The Three Musketeers
Twenty Years After
The Vicomte de Bragelonne: Ten Years Later: Chapter 1-269
The Vicomte de Bragelonne: Chapters 1-75
Ten Years Later: Chapters 76-140
And two more books yet to read…

The Review
          Much of what I had to say for The Vicomte de Bragelonne holds true for this book as well, only perhaps even more so now.
            The original 4 Musketeers barely figure at all in this volume.  They pop up from time to time, but they are now minor characters in their own series.
            The story changes focus so often that it’s hard to tell who the main characters are supposed to be.  One character will be followed for several chapters, only for their story to be abruptly dropped as the narrator changes over to another character.  But broadly speaking, the story is now all about the nobles and courtiers of the court of Louis XIV, and the young King Louis XIV himself. 
            Instead of being tightly focused, the story keeps expanding outwards and outwards.  More characters, plots, intrigues, and romances are constantly being brought into the story.
            There’s political intrigue as the struggle between the superintendent Fouquet and the finance minister Colbert.
            There’s religious intrigue as the new leader of the Jesuits is chosen (and even hints of a rivalry between the Jesuits the Pope.)
            And there are several love triangles and romances.
            I’m not sure whether Alexandre Dumas is going to provide a satisfying conclusion to all the plots he’s introduced, but at the moment I’m loving how ambitious this story is.  (I’ve always loved epic stories, and this definitely seems to be developing into quite an epic.)

            Although the book at times reads like an overly-dramatic romantic novel, a trip over to Wikipedia reveals that much of the book is actually (loosely) based on real historical fact.  Many parts of the book that I thought were pure invention turned out to be at least partly true.  For example, the Duke of Buckingham really was sent away from France for acting scandalously during Prince Philip and Princess Henrietta’s wedding (W).  The Comte de Guiche really did have a rumored affair with Princess Henrietta (W).  In fact most of the characters in this book are loosely based on real historical figures. 
            If you’re a fan of historical fiction,  all this increases the interest of the book even more.
            (Admittedly not everyone is a fan of historical fiction.  Even among fellow history buffs, I meet people who say they prefer to just read straightforward history rather than have to sort out the truth from fiction.  But I actually prefer learning history from stories, and then once my interest in the period has been piqued, I enjoy doing my research afterwards to find out how much of the story is true.)

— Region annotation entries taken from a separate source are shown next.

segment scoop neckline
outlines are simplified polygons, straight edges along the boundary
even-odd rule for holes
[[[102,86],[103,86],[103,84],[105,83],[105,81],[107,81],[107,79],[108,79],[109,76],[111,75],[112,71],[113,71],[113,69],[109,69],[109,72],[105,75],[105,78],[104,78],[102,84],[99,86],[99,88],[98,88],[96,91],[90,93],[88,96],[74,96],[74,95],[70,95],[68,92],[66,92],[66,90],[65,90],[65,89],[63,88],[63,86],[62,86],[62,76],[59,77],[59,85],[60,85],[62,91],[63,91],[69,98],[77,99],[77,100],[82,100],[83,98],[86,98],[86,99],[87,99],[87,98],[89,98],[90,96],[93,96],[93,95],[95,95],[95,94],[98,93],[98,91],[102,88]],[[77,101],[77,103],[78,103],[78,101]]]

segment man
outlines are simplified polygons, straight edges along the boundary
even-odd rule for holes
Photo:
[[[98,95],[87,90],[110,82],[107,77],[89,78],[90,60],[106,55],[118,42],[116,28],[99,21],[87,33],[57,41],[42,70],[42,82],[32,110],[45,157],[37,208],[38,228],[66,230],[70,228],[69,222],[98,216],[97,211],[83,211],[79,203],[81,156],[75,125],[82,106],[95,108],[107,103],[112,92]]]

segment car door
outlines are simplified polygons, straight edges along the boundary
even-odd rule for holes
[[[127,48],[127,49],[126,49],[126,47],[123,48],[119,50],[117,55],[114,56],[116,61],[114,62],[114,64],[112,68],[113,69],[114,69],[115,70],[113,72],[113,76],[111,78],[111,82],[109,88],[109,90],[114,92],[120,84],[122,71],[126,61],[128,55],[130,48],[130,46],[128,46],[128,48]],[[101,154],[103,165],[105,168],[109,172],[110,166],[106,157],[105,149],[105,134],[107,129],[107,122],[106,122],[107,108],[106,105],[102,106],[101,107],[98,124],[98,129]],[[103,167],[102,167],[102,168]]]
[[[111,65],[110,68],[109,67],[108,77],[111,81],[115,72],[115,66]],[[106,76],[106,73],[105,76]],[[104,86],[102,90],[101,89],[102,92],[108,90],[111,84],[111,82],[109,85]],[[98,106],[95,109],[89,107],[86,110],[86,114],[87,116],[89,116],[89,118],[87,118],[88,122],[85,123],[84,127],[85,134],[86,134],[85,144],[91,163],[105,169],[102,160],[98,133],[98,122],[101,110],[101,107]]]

            Against all this, however, I do have two complaints about the book:
            1). The pacing of the book is a little bit too slow for me.  In contrast to the fast pace of the original Three Musketeers, Alexandre Dumas is now clearly taking his time to set up the story, and the various scandals and love triangles are all set-up very slowly.  Characters will spend several chapters admiring someone else from a distance, or spend a long time only hinting at deeper feelings.  Whenever a new courtroom scandal finally does emerge, then the pay-off is good. But the getting there can be tedious.

            2). Although it’s difficult to decide who the main characters are in this epic tale, Raoul and Louise de Valliere are clearly meant to be the most sympathetic characters.  But Alexandre Dumas put in too much effort into making them good, virtuous, and innocent, and the result is that they are the most boring characters in the whole story.  As a result, I have trouble working up any interest in their storylines.